Cristina Tzintzún Ramírez, presidenta de NextGen America, la mayor organización para atraer a los jóvenes votantes progresistas, afirma entender de dónde viene ese cinismo.

“En la mayoría de los asuntos en los que los estadounidenses están de acuerdo, ya sea la seguridad de las armas, el aborto o el aumento del salario mínimo, hemos visto un estancamiento en Washington”, expone. “La última decisión del Tribunal Supremo muestra que hay algo roto en la democracia estadounidense. Tenemos jueces extremistas que deciden lo que sucede con los cuerpos y la salud de millones de personas sin ninguna responsabilidad, y completamente fuera de sintonía con la gran mayoría de los estadounidenses”.

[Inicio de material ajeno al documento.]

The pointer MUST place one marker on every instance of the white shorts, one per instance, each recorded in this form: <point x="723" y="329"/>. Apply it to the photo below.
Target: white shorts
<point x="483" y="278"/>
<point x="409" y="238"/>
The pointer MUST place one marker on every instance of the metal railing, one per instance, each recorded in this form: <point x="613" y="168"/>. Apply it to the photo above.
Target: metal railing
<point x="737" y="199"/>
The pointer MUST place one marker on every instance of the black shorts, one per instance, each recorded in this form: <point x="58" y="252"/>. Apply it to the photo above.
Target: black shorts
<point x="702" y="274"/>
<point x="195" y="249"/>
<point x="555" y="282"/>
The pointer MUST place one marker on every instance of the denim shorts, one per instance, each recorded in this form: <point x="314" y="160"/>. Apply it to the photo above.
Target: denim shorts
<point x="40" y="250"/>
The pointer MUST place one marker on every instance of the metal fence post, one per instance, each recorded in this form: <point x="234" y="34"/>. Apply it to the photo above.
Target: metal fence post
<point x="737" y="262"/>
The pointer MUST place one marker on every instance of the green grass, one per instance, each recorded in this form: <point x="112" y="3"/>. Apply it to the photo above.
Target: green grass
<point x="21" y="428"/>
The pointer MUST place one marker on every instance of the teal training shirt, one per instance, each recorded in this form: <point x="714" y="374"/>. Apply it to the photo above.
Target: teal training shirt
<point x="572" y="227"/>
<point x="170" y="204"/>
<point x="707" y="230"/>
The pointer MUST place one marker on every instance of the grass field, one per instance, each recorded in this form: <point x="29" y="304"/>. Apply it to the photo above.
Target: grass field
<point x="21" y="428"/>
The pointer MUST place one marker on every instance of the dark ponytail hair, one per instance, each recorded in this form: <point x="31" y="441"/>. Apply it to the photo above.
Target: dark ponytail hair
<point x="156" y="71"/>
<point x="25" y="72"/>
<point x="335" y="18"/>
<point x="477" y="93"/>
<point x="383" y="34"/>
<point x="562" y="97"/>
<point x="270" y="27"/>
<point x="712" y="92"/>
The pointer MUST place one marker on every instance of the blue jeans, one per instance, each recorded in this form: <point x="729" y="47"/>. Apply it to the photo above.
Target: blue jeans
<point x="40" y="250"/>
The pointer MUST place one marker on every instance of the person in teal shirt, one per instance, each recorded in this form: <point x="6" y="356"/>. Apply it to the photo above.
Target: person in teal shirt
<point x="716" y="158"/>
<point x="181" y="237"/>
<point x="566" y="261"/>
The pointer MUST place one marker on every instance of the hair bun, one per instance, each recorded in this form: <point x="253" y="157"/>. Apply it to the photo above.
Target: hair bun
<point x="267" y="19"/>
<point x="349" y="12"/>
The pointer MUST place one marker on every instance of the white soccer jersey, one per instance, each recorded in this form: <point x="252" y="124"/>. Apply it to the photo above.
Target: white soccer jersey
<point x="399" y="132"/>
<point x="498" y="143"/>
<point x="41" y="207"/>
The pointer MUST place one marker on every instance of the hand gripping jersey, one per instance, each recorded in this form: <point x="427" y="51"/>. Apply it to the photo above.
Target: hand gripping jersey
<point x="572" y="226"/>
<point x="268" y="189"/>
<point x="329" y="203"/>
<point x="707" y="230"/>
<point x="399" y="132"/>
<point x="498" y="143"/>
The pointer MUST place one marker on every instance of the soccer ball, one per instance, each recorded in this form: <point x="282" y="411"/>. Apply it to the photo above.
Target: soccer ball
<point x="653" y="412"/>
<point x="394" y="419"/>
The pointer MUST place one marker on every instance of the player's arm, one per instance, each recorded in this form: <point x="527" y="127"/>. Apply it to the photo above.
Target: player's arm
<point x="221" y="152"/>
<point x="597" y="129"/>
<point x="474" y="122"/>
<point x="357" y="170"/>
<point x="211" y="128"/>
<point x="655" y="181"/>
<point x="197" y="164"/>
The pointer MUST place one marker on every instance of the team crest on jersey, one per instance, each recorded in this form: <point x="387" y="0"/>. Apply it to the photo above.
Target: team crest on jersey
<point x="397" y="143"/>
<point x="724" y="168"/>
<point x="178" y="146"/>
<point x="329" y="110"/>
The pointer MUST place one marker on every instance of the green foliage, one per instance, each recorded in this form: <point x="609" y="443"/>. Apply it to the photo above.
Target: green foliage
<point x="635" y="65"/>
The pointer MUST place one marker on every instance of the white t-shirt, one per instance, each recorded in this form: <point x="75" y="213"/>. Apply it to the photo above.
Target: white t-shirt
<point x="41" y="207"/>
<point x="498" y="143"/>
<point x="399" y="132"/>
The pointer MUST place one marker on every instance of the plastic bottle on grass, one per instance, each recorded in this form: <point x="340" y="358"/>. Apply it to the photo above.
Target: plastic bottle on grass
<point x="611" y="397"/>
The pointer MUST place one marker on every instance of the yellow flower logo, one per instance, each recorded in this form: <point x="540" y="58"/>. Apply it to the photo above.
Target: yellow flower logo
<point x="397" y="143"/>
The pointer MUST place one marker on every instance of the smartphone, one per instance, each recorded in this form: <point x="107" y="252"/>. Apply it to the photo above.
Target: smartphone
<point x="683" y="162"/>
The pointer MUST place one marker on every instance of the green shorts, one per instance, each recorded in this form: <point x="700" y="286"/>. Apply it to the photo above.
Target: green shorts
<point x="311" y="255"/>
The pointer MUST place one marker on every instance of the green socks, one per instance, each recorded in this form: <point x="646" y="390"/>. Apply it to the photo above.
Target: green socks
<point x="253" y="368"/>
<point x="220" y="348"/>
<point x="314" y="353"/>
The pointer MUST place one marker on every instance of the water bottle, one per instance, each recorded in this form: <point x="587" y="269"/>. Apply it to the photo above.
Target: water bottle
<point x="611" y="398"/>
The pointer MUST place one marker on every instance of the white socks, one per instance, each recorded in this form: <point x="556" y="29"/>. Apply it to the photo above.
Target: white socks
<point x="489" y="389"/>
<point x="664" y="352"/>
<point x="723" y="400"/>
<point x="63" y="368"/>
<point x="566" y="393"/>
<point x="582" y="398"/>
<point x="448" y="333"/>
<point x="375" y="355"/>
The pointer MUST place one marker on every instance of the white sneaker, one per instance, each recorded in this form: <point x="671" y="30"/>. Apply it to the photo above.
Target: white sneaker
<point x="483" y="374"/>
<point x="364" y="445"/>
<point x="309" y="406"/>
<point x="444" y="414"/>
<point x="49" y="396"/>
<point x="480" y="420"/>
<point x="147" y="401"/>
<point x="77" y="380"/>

En lugar de contar con los políticos, Ramírez recomienda mirar a los votantes jóvenes, que son mucho más liberales que las generaciones precedentes. Los millennials y la Generación Z son mucho más propensos a pensar que la diversidad es buena para la sociedad, a querer que el gobierno desempeñe un papel activo en la resolución de problemas y a preocuparse por el cambio climático. Han puesto en marcha movimientos (como la Marcha por Nuestras Vidas y el Movimiento Sunrise) que han reconfigurado la política progresista.

Convertir las creencias en políticas públicas es difícil, pero también al movimiento conservador le ha costado casi cinco décadas y mucha suerte política conseguir finalmente anular el caso Roe contra Wade. Y, a medida que el número de Baby Boomers disminuye, los millennials y la Generación Z pronto constituirán la mayoría del electorado estadounidense.

“No he puesto mi esperanza en un político en particular, sino en los jóvenes de Estados Unidos que tienen la capacidad y los números para marcar una dirección diferente para nuestro país”, sostiene Ramírez: “Votar es lo más básico que debemos hacer, pero no es lo único. Tenemos que movilizarnos, marchar por las calles y organizar a otros en nuestras comunidades. No basta con elegir a los políticos y esperar que ellos hagan lo correcto”.

Este artículo fue publicado originalmente en el ‘HuffPost’ Estados Unidos y ha sido traducido del inglés por Daniel Templeman Sauco.